Comparison of the VM total communications generated by three VM selection algorithm

Fig. 6
figure 6

The success ratio of VM migration

Fig. 7
figure 7

Comparison of overloaded hosts load (before and after migration)

Fig. 8
figure 8

comparison of hosts’ overload ratio (before and after migration)

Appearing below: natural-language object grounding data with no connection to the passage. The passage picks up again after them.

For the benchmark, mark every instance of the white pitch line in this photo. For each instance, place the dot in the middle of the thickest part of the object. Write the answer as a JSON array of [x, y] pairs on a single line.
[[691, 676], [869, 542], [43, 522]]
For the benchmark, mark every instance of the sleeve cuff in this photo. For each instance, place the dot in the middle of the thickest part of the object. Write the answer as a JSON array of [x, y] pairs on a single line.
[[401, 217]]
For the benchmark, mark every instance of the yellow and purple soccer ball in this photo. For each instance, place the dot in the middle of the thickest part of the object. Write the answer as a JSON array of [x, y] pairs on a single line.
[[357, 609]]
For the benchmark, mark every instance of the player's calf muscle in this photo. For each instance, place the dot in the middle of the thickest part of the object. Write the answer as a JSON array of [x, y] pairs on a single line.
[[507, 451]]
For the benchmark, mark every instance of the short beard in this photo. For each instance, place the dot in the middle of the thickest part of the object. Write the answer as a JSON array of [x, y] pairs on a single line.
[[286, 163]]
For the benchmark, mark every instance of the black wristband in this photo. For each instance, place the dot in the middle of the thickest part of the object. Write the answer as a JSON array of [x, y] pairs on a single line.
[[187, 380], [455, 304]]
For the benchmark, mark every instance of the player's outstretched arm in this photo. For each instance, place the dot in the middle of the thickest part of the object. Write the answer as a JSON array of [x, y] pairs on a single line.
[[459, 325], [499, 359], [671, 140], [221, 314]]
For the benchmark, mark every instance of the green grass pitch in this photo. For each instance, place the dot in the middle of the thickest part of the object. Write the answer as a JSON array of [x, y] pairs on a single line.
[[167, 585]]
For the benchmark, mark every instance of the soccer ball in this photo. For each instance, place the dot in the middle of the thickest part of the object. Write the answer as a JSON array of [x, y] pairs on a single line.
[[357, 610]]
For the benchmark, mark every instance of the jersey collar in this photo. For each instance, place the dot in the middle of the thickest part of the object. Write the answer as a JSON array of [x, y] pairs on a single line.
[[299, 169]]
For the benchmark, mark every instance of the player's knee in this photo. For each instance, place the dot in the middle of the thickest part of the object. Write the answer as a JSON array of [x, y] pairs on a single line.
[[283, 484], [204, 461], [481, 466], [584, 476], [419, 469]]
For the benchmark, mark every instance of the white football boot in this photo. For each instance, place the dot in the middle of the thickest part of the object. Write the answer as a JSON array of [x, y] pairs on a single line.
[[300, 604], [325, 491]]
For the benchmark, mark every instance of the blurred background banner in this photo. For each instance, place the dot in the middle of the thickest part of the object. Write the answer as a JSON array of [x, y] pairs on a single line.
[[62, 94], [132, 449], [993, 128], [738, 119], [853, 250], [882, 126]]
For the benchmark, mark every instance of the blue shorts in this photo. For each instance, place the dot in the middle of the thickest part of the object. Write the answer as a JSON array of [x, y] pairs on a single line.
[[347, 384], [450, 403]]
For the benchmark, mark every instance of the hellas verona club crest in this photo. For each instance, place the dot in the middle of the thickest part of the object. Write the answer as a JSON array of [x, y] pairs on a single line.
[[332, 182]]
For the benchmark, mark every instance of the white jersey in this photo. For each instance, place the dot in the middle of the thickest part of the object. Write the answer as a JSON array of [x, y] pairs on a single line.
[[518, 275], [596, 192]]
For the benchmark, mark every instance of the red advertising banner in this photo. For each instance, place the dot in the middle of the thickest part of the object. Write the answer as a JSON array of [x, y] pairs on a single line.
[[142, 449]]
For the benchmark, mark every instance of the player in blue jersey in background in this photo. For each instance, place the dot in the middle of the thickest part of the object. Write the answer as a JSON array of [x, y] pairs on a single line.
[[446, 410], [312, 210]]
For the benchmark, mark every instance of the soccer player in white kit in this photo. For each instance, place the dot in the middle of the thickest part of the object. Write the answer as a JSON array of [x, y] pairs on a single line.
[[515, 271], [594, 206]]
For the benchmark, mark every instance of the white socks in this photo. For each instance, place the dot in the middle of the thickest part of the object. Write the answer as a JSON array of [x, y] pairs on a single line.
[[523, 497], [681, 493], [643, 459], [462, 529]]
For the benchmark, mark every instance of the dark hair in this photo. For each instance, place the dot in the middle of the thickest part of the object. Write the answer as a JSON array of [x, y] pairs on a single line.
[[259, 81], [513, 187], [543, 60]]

We used two algorithms including enumeration algorithm (best algorithm) and random algorithm to compare with VMs-GSA in terms of the communications of VMs in Fig. 5. The best algorithm is to list the combination of all the VMs and find out the combination that has the least amount of traffic and makes the host a non-overloaded state. The random algorithm is to randomly select the VM from the overloaded host until the host is not overloaded. Figure 5 shows that compared with the random algorithm, the total amount of communication generated by VMs-GSA reduces about 35%. When the number of VMs is not large, the total amount of communication generated by VMs-GSA is approximately similar to the enumeration algorithm. When the number of VMs is large, the total amount of communication generated by the greedy algorithm increases about 30% than the optimal algorithm. However, the computational complexity of the enumeration algorithm is huge. Communication costs are reduced compared to algorithms in Vu and Hwang (2014).

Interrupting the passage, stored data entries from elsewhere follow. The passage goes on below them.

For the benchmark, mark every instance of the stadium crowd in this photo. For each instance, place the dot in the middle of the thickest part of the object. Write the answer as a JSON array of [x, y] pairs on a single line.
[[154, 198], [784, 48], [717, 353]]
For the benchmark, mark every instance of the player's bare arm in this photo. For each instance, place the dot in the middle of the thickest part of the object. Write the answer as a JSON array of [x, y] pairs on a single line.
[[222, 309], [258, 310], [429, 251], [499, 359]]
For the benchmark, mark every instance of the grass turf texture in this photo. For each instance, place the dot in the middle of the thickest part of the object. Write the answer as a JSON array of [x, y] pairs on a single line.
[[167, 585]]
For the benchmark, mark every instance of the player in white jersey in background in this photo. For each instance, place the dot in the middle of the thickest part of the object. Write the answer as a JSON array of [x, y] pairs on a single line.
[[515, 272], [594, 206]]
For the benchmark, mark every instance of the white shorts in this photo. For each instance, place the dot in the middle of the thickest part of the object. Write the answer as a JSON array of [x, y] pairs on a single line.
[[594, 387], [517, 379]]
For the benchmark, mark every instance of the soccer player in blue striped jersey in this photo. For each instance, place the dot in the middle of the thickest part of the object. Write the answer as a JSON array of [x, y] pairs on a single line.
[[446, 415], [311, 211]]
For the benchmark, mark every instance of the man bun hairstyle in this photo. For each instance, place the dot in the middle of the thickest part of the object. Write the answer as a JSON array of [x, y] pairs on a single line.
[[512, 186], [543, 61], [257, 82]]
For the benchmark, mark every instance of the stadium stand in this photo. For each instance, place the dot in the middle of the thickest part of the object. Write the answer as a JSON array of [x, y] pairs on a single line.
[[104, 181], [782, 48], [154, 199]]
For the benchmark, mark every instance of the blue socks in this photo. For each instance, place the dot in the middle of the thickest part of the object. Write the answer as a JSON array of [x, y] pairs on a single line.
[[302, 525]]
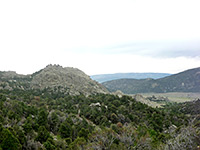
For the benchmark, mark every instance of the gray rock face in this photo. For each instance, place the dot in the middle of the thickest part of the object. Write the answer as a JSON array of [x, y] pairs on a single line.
[[68, 80]]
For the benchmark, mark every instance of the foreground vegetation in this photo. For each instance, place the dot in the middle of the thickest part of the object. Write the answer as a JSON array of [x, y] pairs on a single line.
[[47, 120]]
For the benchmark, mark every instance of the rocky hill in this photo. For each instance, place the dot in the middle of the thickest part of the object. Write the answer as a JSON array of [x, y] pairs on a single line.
[[187, 81], [53, 77], [108, 77]]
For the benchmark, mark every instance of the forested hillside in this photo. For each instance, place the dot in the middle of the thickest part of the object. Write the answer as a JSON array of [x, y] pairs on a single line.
[[37, 119], [186, 81]]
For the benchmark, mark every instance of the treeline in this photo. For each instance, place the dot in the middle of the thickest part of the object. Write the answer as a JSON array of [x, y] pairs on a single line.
[[48, 120]]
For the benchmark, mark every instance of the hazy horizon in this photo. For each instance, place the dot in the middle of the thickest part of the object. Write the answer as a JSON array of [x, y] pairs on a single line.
[[100, 37]]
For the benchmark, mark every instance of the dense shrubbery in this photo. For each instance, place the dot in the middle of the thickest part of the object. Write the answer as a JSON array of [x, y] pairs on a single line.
[[43, 120]]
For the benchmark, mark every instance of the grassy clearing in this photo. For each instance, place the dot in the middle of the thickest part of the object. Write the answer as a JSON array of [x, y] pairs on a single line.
[[178, 97]]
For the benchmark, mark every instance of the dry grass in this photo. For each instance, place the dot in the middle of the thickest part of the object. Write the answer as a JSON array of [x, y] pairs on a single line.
[[178, 97]]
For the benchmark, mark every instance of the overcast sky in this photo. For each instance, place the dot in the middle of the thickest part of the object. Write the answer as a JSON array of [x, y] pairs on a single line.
[[100, 36]]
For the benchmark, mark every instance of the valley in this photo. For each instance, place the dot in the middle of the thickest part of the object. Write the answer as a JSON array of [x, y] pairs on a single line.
[[62, 108]]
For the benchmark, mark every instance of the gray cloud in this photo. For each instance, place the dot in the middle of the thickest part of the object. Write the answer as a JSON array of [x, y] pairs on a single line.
[[159, 48]]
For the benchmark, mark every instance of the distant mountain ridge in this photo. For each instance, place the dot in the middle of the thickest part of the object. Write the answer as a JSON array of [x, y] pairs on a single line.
[[108, 77], [54, 77], [186, 81]]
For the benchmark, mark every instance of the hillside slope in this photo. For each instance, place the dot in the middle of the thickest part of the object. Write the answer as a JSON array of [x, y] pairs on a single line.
[[53, 77], [186, 81]]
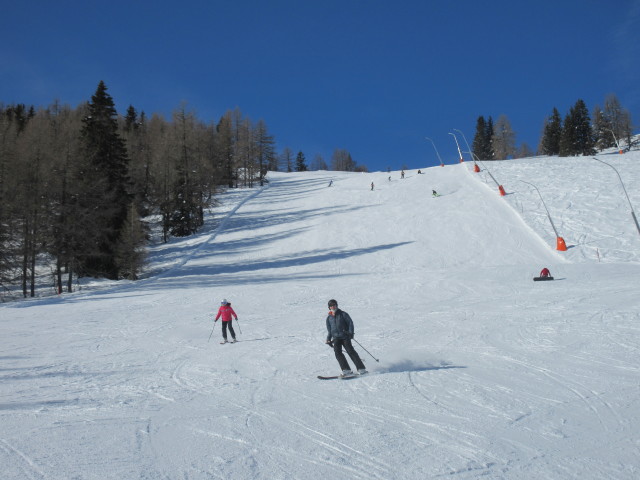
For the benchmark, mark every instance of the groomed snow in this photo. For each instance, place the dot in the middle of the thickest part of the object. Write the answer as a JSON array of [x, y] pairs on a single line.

Figure 6 shows VM migration is almost 100% successful when the number of VMs is in the range of 21–25. However, As the number of VMs increases, the number of hosts is constant. The success rate of VM migration is decreasing when the number of virtual machines increases to 26, because the resources of these 8 hosts are limited. Figure 7 shows the average load of overloaded hosts before and after migration. The load of overloaded hosts drops significantly to the threshold after the migration. When the number of hosts is greater than 6, the hosts in the data center are basically fully utilized. Figure 8 shows the overload rate of the host is reduced by 50% after the migration. When the number of hosts is greater than 7, the overload rate of the host is 0. Experiments proved that the proposed VM migration algorithm based on heuristic reduces communication costs and is efficient.

6 Conclusion

VM migration can avoid exception in the host in the data center due to overload and achievement of load balancing. In this paper, we investigated traffic-aware heuristic VM migration problem in the data center which mainly focuses on reducing communication cost in the process of VM migration. The VM migration algorithm consists of two parts. We designed VMs-GSA in the first part to select VMs with the low communication costs, which greatly reduce the communication generated by VM migration. VMM-DAM is applied to the second part of VM migration to match hosts with the low communication costs and high revenue increment for VMs to be migrated. VMM-DAM allowed that sellers, i.e., the underutilized hosts, provided a discount to incent buyers to trade with himself for a lower unit price, which can make the host fully utilized as much as possible. The allocation algorithm of VMM-DAM made the selected VM from the same host migrate to the same host as much as possible, which reduces communication costs. The VM migration algorithm proposed in this paper achieves the load balancing of hosts and reduces the communication cost in the process of VM migration. Simulation experiment has shown that the VMs-GSA and VMM-DAM are traffic-aware and effective.